Member of the French Senate for Sarthe
- In office 25 September 1977 – 30 September 2004

Deputy of the French National Assembly for Sarthe's 2nd constituency
- In office 11 July 1968 – 6 October 1977
- Preceded by: Robert Manceau [fr]
- Succeeded by: Daniel Boulay [fr]

Member of the General Council of Sarthe [fr] for the Canton of Le Grand-Lucé [fr]
- In office 1979–2004
- Preceded by: Christian Pineau
- Succeeded by: Régis Vallienne

Personal details
- Born: 17 November 1934 Le Mans, France
- Died: 6 February 2025 (aged 90)
- Political party: UDR RPR UMP

= Jacques Chaumont =

French politician (1934–2025)

Jacques Chaumont (17 November 1934 – 6 February 2025) was a French politician of the Union of Democrats for the Republic (UDR), the Rally for the Republic (RPR), and the Union for a Popular Movement (UMP).

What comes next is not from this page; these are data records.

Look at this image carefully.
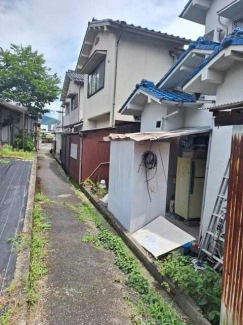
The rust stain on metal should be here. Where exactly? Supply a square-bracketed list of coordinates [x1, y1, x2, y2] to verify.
[221, 126, 243, 325]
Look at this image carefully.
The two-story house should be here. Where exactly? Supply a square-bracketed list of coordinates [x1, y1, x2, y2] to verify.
[0, 101, 35, 145]
[61, 70, 84, 132]
[59, 19, 190, 183]
[108, 0, 242, 253]
[76, 19, 190, 130]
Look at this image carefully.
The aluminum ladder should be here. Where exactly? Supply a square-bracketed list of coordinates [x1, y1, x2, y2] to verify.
[198, 161, 230, 269]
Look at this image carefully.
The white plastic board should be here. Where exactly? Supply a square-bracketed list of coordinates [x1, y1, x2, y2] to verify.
[70, 143, 78, 159]
[132, 216, 195, 257]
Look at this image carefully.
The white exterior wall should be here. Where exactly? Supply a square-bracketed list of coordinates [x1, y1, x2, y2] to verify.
[202, 63, 243, 233]
[84, 31, 185, 129]
[108, 141, 170, 233]
[129, 142, 170, 233]
[141, 102, 212, 132]
[184, 107, 213, 128]
[140, 102, 167, 132]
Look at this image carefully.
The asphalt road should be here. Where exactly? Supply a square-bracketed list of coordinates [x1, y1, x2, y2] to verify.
[0, 159, 31, 293]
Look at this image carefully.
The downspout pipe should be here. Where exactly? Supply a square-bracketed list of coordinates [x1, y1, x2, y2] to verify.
[110, 26, 123, 127]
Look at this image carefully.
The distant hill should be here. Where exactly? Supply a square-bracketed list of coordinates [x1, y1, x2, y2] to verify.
[41, 115, 60, 129]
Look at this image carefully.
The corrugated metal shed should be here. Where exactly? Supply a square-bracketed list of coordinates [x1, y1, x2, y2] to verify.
[104, 127, 212, 141]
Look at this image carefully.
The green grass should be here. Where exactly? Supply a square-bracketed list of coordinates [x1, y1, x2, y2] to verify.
[35, 192, 54, 203]
[158, 254, 221, 325]
[0, 144, 34, 160]
[8, 233, 26, 253]
[0, 308, 15, 325]
[0, 158, 9, 164]
[69, 199, 185, 325]
[25, 199, 50, 305]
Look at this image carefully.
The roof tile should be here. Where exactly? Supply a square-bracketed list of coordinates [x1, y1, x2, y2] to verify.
[67, 70, 84, 82]
[156, 37, 220, 87]
[119, 79, 196, 113]
[90, 18, 191, 44]
[182, 27, 243, 86]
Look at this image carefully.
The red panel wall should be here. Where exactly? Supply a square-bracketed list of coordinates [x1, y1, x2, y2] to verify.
[81, 129, 111, 184]
[69, 134, 82, 184]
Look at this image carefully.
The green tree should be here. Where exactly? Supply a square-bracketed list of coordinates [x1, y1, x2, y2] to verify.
[0, 44, 60, 116]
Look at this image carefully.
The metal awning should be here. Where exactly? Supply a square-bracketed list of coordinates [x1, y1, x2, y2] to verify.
[217, 0, 243, 20]
[67, 93, 78, 98]
[104, 126, 212, 142]
[132, 216, 196, 258]
[80, 51, 106, 74]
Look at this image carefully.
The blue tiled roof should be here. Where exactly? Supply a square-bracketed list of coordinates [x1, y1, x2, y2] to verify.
[119, 79, 196, 113]
[182, 27, 243, 86]
[156, 37, 220, 88]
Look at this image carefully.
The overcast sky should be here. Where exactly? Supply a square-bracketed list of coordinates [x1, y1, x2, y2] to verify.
[0, 0, 204, 117]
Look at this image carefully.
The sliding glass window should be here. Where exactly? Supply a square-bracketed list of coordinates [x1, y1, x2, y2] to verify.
[88, 60, 105, 97]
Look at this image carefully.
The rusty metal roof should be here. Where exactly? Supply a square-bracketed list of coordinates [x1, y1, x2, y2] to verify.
[104, 127, 212, 142]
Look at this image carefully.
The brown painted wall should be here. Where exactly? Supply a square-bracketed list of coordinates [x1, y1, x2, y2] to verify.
[61, 124, 140, 184]
[69, 134, 82, 184]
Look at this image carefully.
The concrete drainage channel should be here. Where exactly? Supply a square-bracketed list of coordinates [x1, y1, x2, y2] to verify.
[81, 186, 211, 325]
[0, 154, 37, 325]
[53, 156, 211, 325]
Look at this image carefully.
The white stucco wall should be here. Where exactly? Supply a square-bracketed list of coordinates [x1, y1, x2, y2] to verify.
[129, 142, 170, 233]
[184, 107, 213, 127]
[201, 126, 232, 234]
[108, 141, 170, 233]
[84, 27, 185, 129]
[141, 102, 212, 132]
[140, 102, 167, 132]
[202, 62, 243, 233]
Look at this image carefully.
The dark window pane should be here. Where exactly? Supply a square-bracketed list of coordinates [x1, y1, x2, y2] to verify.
[88, 60, 105, 96]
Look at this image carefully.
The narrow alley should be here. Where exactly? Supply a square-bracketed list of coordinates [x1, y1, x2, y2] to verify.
[37, 148, 131, 325]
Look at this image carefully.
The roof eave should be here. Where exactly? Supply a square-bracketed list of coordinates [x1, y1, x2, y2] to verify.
[183, 45, 243, 95]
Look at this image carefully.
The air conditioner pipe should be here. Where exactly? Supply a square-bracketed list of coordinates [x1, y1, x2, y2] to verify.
[162, 103, 183, 131]
[218, 16, 229, 41]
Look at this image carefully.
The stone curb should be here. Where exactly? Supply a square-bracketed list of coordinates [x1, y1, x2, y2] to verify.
[81, 186, 211, 325]
[14, 153, 37, 325]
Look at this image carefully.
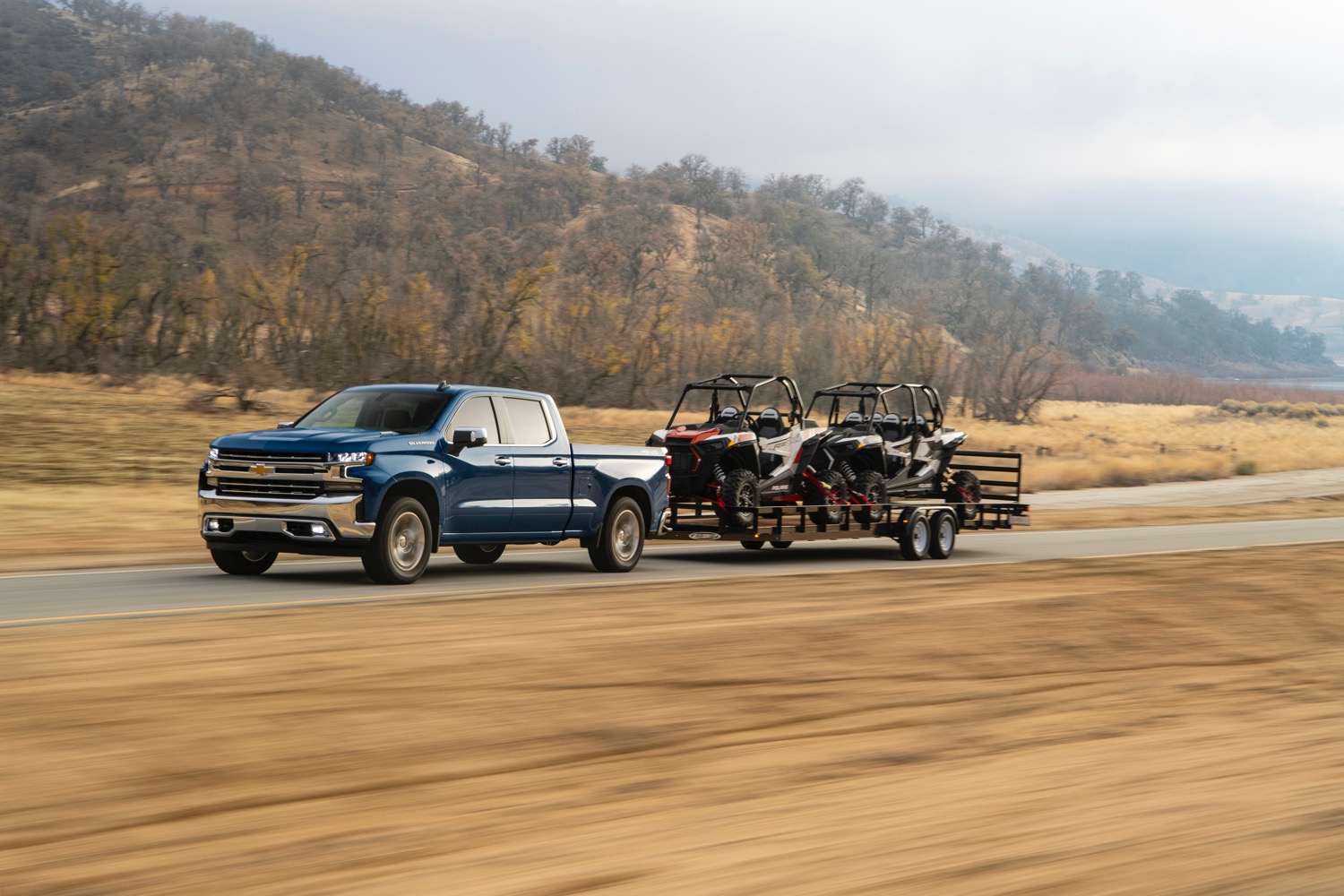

Chaumont represented the Canton of Le Grand-Lucé in the General Council of Sarthe from 1979 to 2004. Nationally, he represented Sarthe's 2nd constituency in the National Assembly from 1968 to 1977 and served Sarthe in the Senate from 1977 to 2004.

Chaumont died on 6 February 2025, at the age of 90.